Il a annoncé mardi son intention de le transformer en un véritable «campus», à l'image des sièges sociaux des géants du secteur technologique, en ajoutant deux nouveaux bâtiments et en doublant les effectifs d'ici la fin de l'année prochaine.

Il compte également de nouveau tripler en 2017, pour la deuxième année consécutive, sa flotte de voitures sans chauffeur utilisées pour des tests aux États-Unis, ce qui la portera à environ 90 véhicules.

«La prochaine décennie sera définie par l'automatisation de l'automobile», a affirmé mardi Mark Fields, se disant convaincu que «les véhicules autonomes auront un impact aussi important sur la société que la chaine d'assemblage de Ford il y a un siècle».

Henry Ford avait mis l'automobile à portée du grand public grâce à la production automatisée de masse. Mark Fields dit pour sa part vouloir mettre sur les routes «un véhicule autonome qui puisse améliorer la sécurité et résoudre des problèmes sociaux et environnementaux pour des millions de gens - pas seulement ceux qui ont les moyens d'avoir des véhicules de luxe».
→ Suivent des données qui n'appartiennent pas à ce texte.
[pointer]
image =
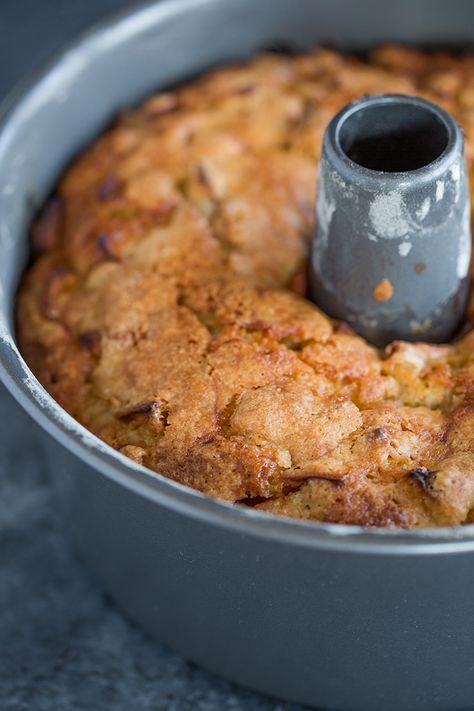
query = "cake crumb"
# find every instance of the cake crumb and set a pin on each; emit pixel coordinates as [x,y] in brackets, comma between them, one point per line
[383,291]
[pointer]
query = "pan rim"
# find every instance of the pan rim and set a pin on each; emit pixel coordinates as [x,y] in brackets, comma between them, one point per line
[23,385]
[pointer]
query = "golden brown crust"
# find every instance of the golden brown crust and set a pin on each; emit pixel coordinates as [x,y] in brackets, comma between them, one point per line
[162,310]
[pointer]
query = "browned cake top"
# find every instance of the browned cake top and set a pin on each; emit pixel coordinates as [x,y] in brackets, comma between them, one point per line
[164,309]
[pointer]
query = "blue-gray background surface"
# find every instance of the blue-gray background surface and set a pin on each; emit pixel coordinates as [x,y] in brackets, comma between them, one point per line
[63,646]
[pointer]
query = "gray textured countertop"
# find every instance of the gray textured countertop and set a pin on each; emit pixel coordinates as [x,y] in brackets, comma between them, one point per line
[63,646]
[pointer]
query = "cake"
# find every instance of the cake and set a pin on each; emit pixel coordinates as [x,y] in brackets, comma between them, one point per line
[165,304]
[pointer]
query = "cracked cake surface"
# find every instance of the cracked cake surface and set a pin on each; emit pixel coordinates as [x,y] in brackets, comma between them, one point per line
[165,310]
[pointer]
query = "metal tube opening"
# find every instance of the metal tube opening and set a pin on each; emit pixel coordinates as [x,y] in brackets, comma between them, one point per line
[393,137]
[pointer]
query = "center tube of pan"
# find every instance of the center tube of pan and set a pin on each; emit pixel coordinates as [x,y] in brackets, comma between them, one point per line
[392,246]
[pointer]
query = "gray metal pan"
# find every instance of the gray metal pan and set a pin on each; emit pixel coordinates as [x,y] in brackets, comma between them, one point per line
[331,616]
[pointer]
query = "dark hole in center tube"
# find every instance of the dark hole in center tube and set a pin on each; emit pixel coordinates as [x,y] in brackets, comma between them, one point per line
[393,138]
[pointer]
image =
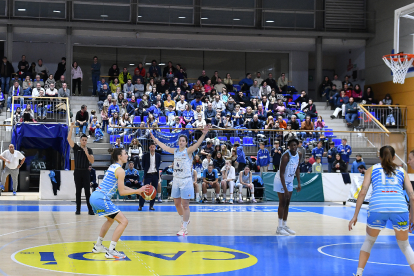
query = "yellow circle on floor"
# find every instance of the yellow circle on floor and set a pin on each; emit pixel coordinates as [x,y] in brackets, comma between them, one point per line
[143,258]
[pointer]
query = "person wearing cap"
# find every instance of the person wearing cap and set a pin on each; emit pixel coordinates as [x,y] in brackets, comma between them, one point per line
[358,162]
[83,158]
[331,155]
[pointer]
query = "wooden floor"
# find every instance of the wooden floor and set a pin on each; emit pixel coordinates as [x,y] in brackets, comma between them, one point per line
[42,239]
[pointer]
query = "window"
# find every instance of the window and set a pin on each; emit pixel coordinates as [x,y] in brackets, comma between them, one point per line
[102,12]
[44,9]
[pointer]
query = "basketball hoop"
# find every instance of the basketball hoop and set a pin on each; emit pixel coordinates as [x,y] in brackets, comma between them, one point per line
[399,64]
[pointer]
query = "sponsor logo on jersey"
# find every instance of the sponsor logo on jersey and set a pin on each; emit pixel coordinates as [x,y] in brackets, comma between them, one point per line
[142,258]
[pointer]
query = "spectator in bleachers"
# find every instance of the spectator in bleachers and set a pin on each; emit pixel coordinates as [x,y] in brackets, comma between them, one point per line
[246,83]
[282,83]
[77,77]
[129,89]
[351,112]
[203,78]
[317,166]
[340,104]
[310,109]
[368,97]
[357,163]
[339,165]
[245,180]
[38,80]
[218,161]
[345,151]
[15,90]
[325,86]
[23,68]
[357,93]
[330,95]
[96,72]
[294,123]
[276,155]
[118,143]
[124,77]
[60,82]
[331,155]
[305,166]
[113,72]
[49,81]
[210,180]
[6,72]
[113,122]
[319,125]
[308,126]
[302,100]
[135,152]
[139,89]
[27,86]
[337,82]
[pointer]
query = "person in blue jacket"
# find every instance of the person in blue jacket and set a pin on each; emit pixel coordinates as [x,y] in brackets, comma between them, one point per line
[358,162]
[241,157]
[263,158]
[331,155]
[318,151]
[345,151]
[277,153]
[305,167]
[132,176]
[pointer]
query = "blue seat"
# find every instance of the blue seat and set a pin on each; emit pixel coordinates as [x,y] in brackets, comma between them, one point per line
[137,119]
[162,120]
[127,140]
[112,138]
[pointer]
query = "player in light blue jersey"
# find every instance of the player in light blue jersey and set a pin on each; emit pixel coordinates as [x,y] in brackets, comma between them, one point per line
[182,189]
[103,206]
[387,203]
[283,184]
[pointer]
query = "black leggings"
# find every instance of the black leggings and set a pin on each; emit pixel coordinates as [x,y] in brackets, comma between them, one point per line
[79,83]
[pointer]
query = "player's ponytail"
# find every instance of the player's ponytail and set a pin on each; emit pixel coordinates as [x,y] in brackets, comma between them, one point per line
[387,154]
[115,153]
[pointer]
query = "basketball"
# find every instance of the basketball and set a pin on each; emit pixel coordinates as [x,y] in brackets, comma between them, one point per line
[149,195]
Ford va toutefois avoir affaire à une forte concurrence. La plupart des grands constructeurs automobiles, et toute une série de grands noms du secteur technologique, à commencer par Google, travaillent actuellement sur des projets de voiture sans chauffeur.

L'allemand BMW a notamment annoncé début juillet un partenariat avec l'américain Intel et l'israélien Mobileye pour devenir le «numéro un de la voiture autonome», promettant lui aussi une production en série d'ici 2021.